Digitale Personalakte in der sicheren Cloud

Die papierbasierte Personalakte verursacht hohe Kosten und unnötigen Aufwand. Unternehmen und Organisationen, die ihre Personalakten digitalisieren, können aber noch einen Schritt weitergehen, indem sie ihre Akten in eine Private- oder Public-Cloud-Umgebung transferieren. Unter bestimmten Voraussetzungen lässt sich hier ein ebenso hohes Maß an Sicherheit gewährleisten wie in einer hauseigenen IT-Anlage.

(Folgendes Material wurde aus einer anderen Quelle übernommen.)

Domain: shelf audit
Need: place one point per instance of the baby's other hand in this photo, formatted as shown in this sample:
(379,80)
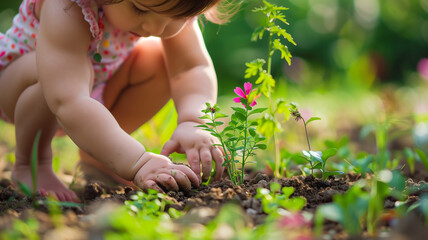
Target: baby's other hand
(199,148)
(159,172)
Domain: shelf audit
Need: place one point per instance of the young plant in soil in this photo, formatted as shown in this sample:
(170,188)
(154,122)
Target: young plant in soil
(269,125)
(240,138)
(316,159)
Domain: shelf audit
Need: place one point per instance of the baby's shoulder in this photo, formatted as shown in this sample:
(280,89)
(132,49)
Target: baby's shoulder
(63,21)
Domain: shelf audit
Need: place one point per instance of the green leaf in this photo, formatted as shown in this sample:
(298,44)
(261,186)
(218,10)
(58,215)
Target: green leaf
(261,146)
(218,123)
(240,116)
(258,33)
(422,157)
(285,54)
(274,186)
(238,109)
(220,115)
(254,67)
(97,57)
(25,189)
(327,174)
(257,110)
(205,117)
(287,191)
(215,134)
(326,154)
(252,132)
(312,119)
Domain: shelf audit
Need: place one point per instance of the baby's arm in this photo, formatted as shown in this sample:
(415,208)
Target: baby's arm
(65,73)
(193,83)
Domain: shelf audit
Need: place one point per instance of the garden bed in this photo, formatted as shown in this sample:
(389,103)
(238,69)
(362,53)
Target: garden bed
(200,205)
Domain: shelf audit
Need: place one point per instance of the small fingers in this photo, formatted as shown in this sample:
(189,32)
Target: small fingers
(206,160)
(169,147)
(150,184)
(190,175)
(167,181)
(218,159)
(182,180)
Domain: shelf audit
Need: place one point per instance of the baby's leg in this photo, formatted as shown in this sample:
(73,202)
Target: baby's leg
(24,104)
(138,90)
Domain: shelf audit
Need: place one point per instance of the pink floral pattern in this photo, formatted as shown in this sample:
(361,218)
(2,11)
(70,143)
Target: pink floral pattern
(244,95)
(112,44)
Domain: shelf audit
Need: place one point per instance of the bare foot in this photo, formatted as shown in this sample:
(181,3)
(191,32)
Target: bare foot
(95,171)
(47,181)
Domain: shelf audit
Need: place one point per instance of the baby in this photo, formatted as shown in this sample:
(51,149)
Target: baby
(88,67)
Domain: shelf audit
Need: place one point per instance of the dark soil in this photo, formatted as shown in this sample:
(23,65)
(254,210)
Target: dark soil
(14,204)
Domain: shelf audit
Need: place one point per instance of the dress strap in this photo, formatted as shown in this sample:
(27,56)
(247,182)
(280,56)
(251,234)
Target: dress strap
(93,15)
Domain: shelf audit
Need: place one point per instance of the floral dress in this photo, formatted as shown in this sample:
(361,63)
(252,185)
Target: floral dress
(108,50)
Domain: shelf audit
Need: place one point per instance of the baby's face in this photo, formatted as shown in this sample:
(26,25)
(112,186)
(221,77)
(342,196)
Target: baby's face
(141,17)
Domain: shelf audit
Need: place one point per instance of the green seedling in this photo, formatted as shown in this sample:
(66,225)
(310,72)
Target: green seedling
(348,209)
(151,204)
(239,139)
(316,159)
(272,26)
(422,157)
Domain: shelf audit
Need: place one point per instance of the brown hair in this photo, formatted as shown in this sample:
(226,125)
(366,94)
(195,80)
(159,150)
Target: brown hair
(216,11)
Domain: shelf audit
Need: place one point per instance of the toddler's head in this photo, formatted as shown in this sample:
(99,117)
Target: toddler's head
(182,8)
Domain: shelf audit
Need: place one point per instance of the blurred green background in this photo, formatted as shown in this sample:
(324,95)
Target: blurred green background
(355,65)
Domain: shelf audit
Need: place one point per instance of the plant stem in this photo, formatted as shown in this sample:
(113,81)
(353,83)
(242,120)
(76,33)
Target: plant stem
(307,135)
(245,145)
(228,157)
(277,156)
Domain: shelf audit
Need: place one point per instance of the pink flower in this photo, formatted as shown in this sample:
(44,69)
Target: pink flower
(423,68)
(247,87)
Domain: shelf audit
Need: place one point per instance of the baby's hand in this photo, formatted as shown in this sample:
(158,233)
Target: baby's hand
(160,171)
(198,146)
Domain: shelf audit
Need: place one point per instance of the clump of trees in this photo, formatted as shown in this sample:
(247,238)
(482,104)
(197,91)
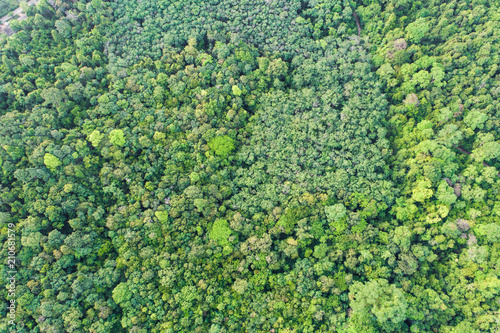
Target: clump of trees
(227,167)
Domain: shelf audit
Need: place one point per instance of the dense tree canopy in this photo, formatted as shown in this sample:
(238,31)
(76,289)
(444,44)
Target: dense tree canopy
(252,166)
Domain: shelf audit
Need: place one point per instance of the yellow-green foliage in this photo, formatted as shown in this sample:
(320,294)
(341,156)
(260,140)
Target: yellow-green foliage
(95,138)
(51,161)
(222,145)
(117,137)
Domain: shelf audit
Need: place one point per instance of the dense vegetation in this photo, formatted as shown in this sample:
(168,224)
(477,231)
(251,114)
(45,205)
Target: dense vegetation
(252,166)
(7,5)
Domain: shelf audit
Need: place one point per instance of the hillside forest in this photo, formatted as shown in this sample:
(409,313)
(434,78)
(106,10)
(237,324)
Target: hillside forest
(228,166)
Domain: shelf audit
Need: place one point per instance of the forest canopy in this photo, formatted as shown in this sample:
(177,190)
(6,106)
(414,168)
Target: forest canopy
(251,166)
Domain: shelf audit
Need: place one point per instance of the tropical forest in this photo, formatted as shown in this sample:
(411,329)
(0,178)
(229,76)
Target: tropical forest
(226,166)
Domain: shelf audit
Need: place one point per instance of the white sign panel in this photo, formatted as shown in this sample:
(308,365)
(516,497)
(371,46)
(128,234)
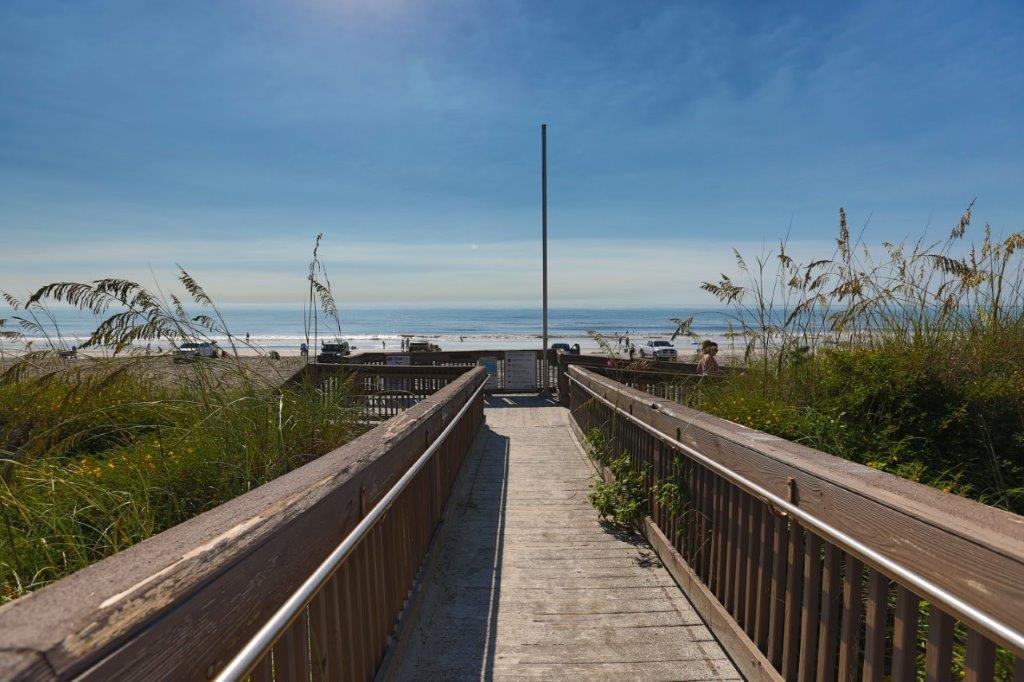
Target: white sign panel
(396,383)
(520,370)
(491,365)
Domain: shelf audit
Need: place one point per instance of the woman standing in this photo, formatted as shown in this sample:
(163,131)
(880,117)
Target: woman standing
(708,366)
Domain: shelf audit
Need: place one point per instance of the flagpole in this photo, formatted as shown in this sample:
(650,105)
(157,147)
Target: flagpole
(544,240)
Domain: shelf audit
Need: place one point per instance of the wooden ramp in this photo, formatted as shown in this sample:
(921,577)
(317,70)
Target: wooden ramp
(525,583)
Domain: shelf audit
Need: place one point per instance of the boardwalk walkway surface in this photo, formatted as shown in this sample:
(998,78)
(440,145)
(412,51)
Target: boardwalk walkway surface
(525,583)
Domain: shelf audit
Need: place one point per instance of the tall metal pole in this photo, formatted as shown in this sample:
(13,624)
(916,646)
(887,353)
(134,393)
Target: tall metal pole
(544,239)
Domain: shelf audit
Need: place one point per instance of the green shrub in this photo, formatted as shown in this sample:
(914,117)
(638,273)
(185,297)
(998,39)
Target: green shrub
(624,500)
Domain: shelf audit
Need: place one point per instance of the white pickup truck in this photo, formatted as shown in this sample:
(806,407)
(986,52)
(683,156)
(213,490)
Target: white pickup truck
(658,350)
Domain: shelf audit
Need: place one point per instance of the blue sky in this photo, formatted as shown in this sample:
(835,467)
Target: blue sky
(224,135)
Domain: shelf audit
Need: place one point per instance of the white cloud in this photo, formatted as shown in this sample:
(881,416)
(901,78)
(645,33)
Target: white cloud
(593,272)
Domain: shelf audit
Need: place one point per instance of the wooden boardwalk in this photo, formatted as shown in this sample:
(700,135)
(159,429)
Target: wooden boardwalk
(526,584)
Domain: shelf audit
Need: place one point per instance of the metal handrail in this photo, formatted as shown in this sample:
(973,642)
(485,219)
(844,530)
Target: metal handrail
(965,611)
(244,662)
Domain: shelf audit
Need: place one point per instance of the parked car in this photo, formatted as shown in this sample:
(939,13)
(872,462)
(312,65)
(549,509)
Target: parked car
(193,351)
(658,350)
(333,352)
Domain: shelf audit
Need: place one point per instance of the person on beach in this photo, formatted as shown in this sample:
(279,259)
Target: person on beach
(708,366)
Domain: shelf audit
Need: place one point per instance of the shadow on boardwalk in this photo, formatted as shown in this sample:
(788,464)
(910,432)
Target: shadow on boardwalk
(524,583)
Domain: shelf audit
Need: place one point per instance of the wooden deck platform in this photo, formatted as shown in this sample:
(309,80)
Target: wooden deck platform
(525,583)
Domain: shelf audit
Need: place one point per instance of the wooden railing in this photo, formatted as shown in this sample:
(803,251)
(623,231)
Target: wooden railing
(382,391)
(811,567)
(181,604)
(670,380)
(464,358)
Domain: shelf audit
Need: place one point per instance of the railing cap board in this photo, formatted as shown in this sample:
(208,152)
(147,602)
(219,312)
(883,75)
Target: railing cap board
(64,629)
(921,526)
(395,370)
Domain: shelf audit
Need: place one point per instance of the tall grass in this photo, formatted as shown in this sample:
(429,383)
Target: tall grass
(908,357)
(101,453)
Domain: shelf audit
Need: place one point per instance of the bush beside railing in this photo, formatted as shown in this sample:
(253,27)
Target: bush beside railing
(809,566)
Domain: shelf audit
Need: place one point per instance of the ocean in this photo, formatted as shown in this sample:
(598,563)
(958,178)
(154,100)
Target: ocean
(281,328)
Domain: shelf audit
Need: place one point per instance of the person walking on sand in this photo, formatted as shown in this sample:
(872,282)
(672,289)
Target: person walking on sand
(708,366)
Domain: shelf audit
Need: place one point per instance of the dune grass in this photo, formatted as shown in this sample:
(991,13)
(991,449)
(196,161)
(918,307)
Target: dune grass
(911,361)
(97,454)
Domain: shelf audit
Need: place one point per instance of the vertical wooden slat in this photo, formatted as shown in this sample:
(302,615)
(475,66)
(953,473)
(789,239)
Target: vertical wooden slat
(753,540)
(939,656)
(318,642)
(776,609)
(794,585)
(357,594)
(334,632)
(763,590)
(740,557)
(264,669)
(875,627)
(828,625)
(809,612)
(980,663)
(699,508)
(721,536)
(732,495)
(905,636)
(291,653)
(706,525)
(849,643)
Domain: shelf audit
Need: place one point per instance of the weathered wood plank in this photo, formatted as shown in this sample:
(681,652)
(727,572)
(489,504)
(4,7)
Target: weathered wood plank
(918,526)
(181,601)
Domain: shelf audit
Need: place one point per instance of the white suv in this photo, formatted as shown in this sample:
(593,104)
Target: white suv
(658,350)
(190,351)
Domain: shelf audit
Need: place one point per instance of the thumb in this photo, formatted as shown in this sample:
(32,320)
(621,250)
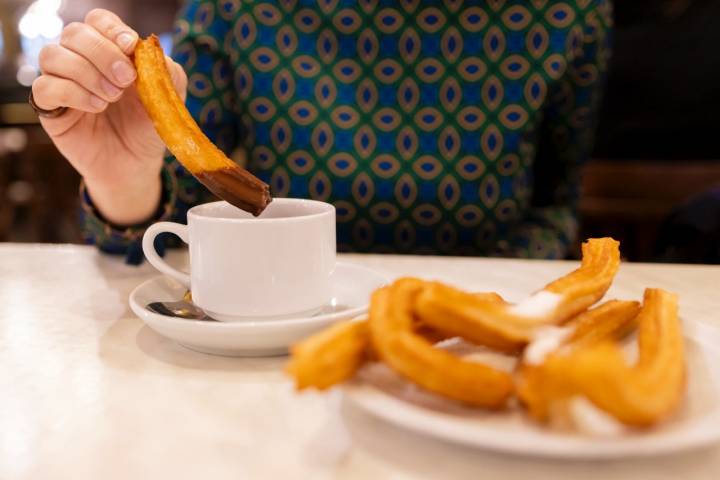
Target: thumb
(179,77)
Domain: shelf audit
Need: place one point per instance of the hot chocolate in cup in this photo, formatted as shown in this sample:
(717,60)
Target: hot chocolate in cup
(277,265)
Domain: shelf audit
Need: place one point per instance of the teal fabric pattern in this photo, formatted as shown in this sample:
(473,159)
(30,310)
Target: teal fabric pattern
(434,127)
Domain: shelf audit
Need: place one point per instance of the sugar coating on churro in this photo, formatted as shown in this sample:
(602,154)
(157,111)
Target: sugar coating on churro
(545,341)
(539,304)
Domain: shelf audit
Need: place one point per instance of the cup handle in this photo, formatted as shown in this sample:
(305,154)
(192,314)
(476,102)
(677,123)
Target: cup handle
(151,254)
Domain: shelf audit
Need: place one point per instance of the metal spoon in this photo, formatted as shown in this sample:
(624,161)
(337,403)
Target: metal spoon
(181,309)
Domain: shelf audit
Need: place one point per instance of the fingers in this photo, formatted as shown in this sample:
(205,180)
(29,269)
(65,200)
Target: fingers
(105,55)
(60,62)
(111,27)
(50,92)
(179,77)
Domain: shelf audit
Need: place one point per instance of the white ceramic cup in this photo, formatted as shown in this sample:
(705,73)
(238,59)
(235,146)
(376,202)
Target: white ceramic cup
(277,265)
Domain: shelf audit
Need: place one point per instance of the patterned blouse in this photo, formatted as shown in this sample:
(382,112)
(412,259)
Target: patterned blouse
(438,127)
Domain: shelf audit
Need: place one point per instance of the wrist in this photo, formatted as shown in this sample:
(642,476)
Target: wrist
(126,204)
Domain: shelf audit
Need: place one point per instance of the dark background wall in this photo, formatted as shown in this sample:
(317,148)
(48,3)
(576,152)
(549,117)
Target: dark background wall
(657,143)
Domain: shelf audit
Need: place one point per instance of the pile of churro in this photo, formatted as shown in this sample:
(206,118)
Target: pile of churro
(568,349)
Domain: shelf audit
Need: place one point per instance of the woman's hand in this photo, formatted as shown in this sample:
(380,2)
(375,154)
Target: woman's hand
(105,134)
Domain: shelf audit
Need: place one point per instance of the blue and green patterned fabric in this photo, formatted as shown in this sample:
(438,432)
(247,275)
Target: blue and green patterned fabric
(443,127)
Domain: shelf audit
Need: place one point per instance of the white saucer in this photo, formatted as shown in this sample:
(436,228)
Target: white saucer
(384,394)
(352,286)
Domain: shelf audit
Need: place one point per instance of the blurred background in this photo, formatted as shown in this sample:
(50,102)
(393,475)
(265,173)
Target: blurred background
(653,183)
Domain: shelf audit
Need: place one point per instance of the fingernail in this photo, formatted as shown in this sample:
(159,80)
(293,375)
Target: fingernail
(111,90)
(123,72)
(97,102)
(125,40)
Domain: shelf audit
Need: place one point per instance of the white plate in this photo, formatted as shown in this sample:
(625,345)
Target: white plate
(381,392)
(352,286)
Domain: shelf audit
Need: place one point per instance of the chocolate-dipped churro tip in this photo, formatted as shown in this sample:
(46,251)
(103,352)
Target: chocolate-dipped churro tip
(185,140)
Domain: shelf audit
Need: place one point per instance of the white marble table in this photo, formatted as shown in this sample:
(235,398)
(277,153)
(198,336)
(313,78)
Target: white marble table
(88,392)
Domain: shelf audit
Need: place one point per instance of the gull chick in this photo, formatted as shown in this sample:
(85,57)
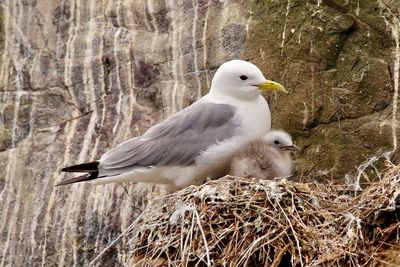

Die Digitalisierung macht auch vor Aktenarchiven nicht halt. Papierbasierte Personalakten etwa lassen sich nur schlecht auffinden, durchsuchen, mit Anmerkungen versehen und auf einem aktuellen, konsistenten und vollständigen Zustand halten. Das Ablagesystem, der Raumbedarf, das Retrieval und der Transport zwischen Abteilungen verursachen Kosten, die sich durch Digitalisierung vermeiden lassen. Dabei ist es gleichgültig, ob die Akten zentral oder dezentral archiviert sind.

Die Zukunft ist papierlos

Die Digitalisierung stellt ein mittelständisches Unternehmen vor ein weiteres Problem: Die Verwaltung und Archivierung von digitalen Personalakten muss mit einer IT-Lösung realisiert werden, für die eine hauseigene IT-Infrastruktur zu schaffen ist. Diese muss beschafft, dafür vorbereitet, getestet und bereitgestellt werden, die IT-Mitarbeiter müssen die Einführung der Softwarelösung strukturieren, testen und vornehmen. Das bedeutet besonders für ein mittelständisches Unternehmen erneut einen erheblichen Aufwand an Zeit, Kosten und Personal. Dieser Aufwand lässt sich vermeiden.

Sicherheit auf allen Ebenen

Abhilfe schafft eine Software-Lösung für Aktenverwaltung, die das Unternehmen aus der Cloud abonniert, also aus dem Rechenzentrum eines Dienstleisters. Dieser hält die Lösung mit seiner eigenen IT-Infrastruktur vor und ermöglicht eine kurzfristige Inbetriebnahme. Sie ist stets in ausreichendem Maße verfügbar und lässt sich bei Bedarf leicht erweitern.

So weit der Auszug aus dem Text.